Info about the lab

Learning aim

The aim of this lab is to become familiar with practical association rule mining for market basket analysis.

Objectives

By the end of this lab session, students should be able to

  1. Transform long data of market basket transactions to wide data in a sparse matrix form.

  2. Clean market basket data.

  3. Extract association rules with Apriori Algorithm.

  4. Visualize association rules.

Mode

Please run the R chunks one by one, look at the output and make sure that you understand how it is produced. There will be questions that either require a short answer - then you type your answer right in this document - or modifying R codes - then you modify the R codes here. In either case, you can discuss your work with the lab instructor.

Data

The data is taken from the following source:

http://archive.ics.uci.edu/ml/datasets/online+retail

This lab is inspired by the following online tutorial (there are some changes):

https://www.datacamp.com/community/tutorials/market-basket-analysis-r

Libraries and data

Below we load data into R, keeping only unique r, report data dimensions, and print a sample.

set.seed(64)

library(tidyverse)
library(readxl)
library(arules)
library(arulesViz)
library(RColorBrewer)

long_data <- read_excel("online_retail.xlsx", sheet = 1)

cat("Dimensions of the dataset are", dim(long_data), "\n")
## Dimensions of the dataset are 541909 8
cat("Below is a sample of the data:\n")
## Below is a sample of the data:
long_data %>% sample_n(10)

Question 1

Plot the distribution of the number of invoices by country.

# The problem is that if we simply plot the raw data, then the same invoice will be repeated several times. Thus to do this plot we need to remove repeated invoice numbers. This operation would, of course, render market basket analysis impossible. Thus instead of actually removing repeated invoice numbers, we will save indices of repeated invoices plot the data of non-repeated invoices only.

long_data %>%
  filter(!duplicated(InvoiceNo)) %>%
  ggplot(aes(x = Country)) +
  geom_bar() +
  theme(axis.text.x = element_text(angle = 45, hjust = 1))

How many invoices are there from the country that has the largest number of invoices?

The largest number of invoices comes from United Kingdom and it is about 23K. The exact number is

long_data %>%
  filter(!duplicated(InvoiceNo), Country == "United Kingdom") %>%
  nrow
## [1] 23494

Data cleaning

Below is the number of missing values in each category:

sapply(long_data, function(x) sum(is.na(x)))
##   InvoiceNo   StockCode Description    Quantity InvoiceDate   UnitPrice 
##           0           0        1454           0           0           0 
##  CustomerID     Country 
##      135080           0

While we don’t care about missing customerID, a missing description may be a problem, so we will just delete all transactions with missing description.

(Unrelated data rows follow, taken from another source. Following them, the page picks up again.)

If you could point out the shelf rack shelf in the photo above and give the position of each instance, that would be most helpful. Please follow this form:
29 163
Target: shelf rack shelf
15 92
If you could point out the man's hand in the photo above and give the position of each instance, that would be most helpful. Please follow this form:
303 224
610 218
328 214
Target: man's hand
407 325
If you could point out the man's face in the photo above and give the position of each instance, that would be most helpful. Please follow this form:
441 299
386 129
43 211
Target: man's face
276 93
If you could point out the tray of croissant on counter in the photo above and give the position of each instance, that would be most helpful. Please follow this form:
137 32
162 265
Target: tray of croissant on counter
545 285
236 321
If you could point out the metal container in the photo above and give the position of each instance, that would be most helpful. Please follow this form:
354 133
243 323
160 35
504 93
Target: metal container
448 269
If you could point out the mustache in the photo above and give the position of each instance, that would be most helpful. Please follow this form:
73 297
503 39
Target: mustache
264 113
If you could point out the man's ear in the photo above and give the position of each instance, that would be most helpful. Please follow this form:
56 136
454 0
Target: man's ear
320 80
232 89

long_data <- long_data %>%
  drop_na(Description)

Below is the number of stock codes in the data

long_data %>%
  pull(StockCode) %>%
  unique %>%
  length
## [1] 3958

Below is the number of products in the data

long_data %>%
  pull(Description) %>%
  unique %>%
  length
## [1] 4211

The numbers are different, but they are supposed to be the same thing. To find out the reason for this discrepancy, we will look at stock codes that correspond to more than one description.

To do it, we will group the data by the stock code and the description and look at the possible combinations. Below is the number of possible combinations.

comb_stock_description <- long_data %>%
  group_by(StockCode, Description) %>%
  summarise(n = n()) 
## `summarise()` regrouping output by 'StockCode' (override with `.groups` argument)
nrow(comb_stock_description)
## [1] 4789

First, we find stock codes appearing more than once

duplicated_stock_codes <- (table(comb_stock_description$StockCode)) %>% 
  sort(decreasing = TRUE) 

duplicated_stock_codes <- duplicated_stock_codes[duplicated_stock_codes >= 2]

cat("The number of duplicated stock codes is", 
    length(duplicated_stock_codes), "\n")
## The number of duplicated stock codes is 647
cat("Below are most common duplicated stock codes and the number of times they appear:\n")
## Below are most common duplicated stock codes and the number of times they appear:
head(duplicated_stock_codes, 10)
## 
##  20713  23084  21830  85175  21181  23131  23343 72807A  85172  21621 
##      8      7      6      6      5      5      5      5      5      4

And here are some duplicated stock codes together with their product descriptions.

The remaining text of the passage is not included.